One of our favorite day trips was to Masca, on the western side of Tenerife. We arrived via the spectacular, curvy mountain drive with views that thrilled everyone except the concentrating driver. Thanks, Luke. At Masca (more a widening in the road than a village) we stopped for a fine lunch at La Piedra, and then the younger set started their hike down the ravine, about a two and a half hour trek through rocky terrain and wildly varying botanics.
Meanwhile, Bonnie and I drove to Los Gigantes port, from where we could catch a boat to meet the crew at the bottom of the Masca ravine. The boat trip runs along Los Gigantes, the huge cliffs of patterned volcanic rock dropping down the western edge of Tenerife. (Whale watching cruises are also popular from this harbor.) When we reached the cove at the bottom of the Masca ravine, we spotted the hikers rewarding themselves with a refreshing swim off the stoney beach.

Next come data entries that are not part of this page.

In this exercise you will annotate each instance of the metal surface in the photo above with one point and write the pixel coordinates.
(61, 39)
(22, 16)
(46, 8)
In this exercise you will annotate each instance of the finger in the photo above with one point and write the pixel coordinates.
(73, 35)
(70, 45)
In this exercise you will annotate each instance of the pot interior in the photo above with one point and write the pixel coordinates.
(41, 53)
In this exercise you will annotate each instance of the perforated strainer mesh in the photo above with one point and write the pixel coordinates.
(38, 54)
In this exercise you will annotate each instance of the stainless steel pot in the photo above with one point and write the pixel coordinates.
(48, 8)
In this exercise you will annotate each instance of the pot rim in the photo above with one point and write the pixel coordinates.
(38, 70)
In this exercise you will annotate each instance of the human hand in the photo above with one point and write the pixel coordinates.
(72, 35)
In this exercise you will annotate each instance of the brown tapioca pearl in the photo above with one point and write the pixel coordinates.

Other day trips included a relaxing visit to the port city of Santa Cruz, where we visited the historic Our Lady of Africa market. We stocked up on bread and cheese and jamón serrano, and then headed to Playa Teresitas on the northern edge of town, popular with locals, for an afternoon of swimming and lounging on the beach. (This is one of the red sand beaches imported from the Sahara. Many other beaches are black lava sand.)
Another day, we ladies enjoyed some restful hours over coffee and strolls through gardens in the cute town of La Orotava. While we chilled in town, our adventurous young adults spent afternoons biking down the sides of Teide, or playing around at the beaches.
Our accommodations on the north coast of the island opened onto the lovely Ronda del Caballo, a mostly paved walkway along the coast at the tip of the cliffs. Situated between Puerto de la Cruz and San Juan de la Rambla, we were well situated to enjoy the views and catch some great meals in the village of Las Aguas. We recommend both La Escuela (for the popular Canary cazuela de pescado (fish stew) and Mesón Casa Mi Madre for exceptionally fresh, home-cooked food and a warm welcome.